WITH THE 3rd ARMORED DIVISION - Coming into Kuwait from the west after passing through Southern Iraq, it was easy to see the fight had been one-sided.

Combat elements of the 3rd Armored Division that participated in Wednesday night's rout of Iraq's once-elite Republican Guard passed through a field crisscrossed with tank tread marks. Helicopters of all sort patrolled low over the desert. Some of the passing aircraft fired a couple rounds across the desert in front of the convoy, just in case.

Just hours after President Bush had declared that US. military action would cease, the landscape bore mute testimony to the fact that there was little the division had not already destroyed. The convoy passed Iraqi tanks, fortified behind stout sand berms, which had nevertheless been demolished by American armor. Only the tracks of victorious Abrams and Bradley vehicles showed on the battlefield as the swiftly-moving American vehicles caught the Guard formations before they had a chance to deploy.

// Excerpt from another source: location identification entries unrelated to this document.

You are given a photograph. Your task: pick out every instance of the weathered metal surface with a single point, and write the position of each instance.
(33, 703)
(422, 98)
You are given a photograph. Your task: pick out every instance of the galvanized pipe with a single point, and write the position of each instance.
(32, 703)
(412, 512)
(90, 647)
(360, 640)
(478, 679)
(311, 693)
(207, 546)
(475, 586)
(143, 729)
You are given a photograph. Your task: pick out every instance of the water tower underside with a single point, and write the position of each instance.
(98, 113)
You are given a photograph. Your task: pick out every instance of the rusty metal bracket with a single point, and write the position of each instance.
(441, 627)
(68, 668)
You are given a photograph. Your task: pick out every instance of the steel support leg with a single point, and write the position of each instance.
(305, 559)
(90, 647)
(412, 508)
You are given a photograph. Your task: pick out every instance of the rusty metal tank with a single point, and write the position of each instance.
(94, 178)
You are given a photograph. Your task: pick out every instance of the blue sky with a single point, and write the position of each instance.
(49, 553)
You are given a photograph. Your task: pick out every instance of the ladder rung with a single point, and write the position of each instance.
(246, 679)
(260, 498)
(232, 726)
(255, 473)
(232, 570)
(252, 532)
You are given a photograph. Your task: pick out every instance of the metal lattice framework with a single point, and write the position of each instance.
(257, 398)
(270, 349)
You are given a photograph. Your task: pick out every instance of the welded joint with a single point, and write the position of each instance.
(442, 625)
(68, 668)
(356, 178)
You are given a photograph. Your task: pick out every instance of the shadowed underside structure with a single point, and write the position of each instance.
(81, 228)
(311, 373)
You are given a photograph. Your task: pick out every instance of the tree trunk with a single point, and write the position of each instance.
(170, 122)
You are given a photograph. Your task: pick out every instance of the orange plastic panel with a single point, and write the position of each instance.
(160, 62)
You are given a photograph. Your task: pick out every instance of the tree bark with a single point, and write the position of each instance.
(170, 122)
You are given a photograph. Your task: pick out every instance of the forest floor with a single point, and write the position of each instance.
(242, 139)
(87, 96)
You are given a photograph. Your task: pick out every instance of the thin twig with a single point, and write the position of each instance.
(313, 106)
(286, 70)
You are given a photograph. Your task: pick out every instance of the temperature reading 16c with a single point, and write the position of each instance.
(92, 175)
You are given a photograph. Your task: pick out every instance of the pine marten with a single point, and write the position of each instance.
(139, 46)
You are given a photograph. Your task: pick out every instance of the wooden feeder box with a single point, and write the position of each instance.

Here and there, smashed vehicles began to appear in the desert. One Iraqi tank had its turret blasted 50 yards away from its hull, the turret twisted and blackened, lying upside-down in the sand. About 100 yards away, an Iraqi armored personnel carrier was flattened as though a gigantic weight had dropped from the sky onto its turret. Its tracks were blown sideways and its body was several feet shorter than it should have been.

At the first line of heavily-defended fortifications, the carnage became more obvious. Here, Iraqi tanks had fought from within circular sand berms more than 6-feet-high. It hadn't been nearly enough protection. After the tanks were blasted inside the berms, they tended to tilt upwards at odd angles, some pointing almost straight up and out of the sand. With turrets often missing and the hulls just so much vertical, twisted, black metal, the tanks were difficult to identify.

Just past the tank fortifications was the logistics base the armor was apparently trying to defend. They were unsuccessful. Although many of the vehicles inside the truck park were undamaged, they had been abandoned. Prime movers, fuel tankers, lorries and fiat-bed trucks sat in their gigantic desert parking lot, stuck inside their sand garages and lost forever to the army that had brought them there.

Those trucks that had not escaped could be identified as trucks only because they sat next to others. The metal slabs, twisted and melted, were difficult to imagine as having once been anything but scrap metal. Despite the warnings from Military Police that there may be mines in the area, soldiers climbed atop one of the blasted lorries to pose for "I was there" photos snapped by their comrades.

The border between Iraq and Kuwait held another defensive line of sand berms and foxholes, many covered with corrugated metal and roofed with sandbags. These fared no better. In one of the berms, a motorcycle and sidecar, though undamaged, had been forced by a near-miss deeply into the sand berm and lay hopelessly imbedded in its wall.

Here the Iraqis had received some warning. Many vehicles had begun a retreat, but most appeared not to have gotten far. Evenly-spaced rows of five or six vehicles each stood immobile along the horizon, taken out in volley fire as they ran. The scene was repeated many times for miles.

By the 5th day, the 3rd Armored Division had run out of Iraqi enemies, but still faced the elements. Sandstorms grated against the windshield of our vehicle, the sky so gray from smoke and sand and the landscape so leaden in the weak sunlight, it was difficult to see where the land ended and the horizon began.

The explosions continued well into the last day, but they were the sounds of flames touching off ammunition within Iraqi tanks that had been burning since the battle ended. Oil fires continued to roar, adding their heavy smoke to the scene. It was over, but there were no signs of celebration among the troops as they collapsed into a weary watchfulness.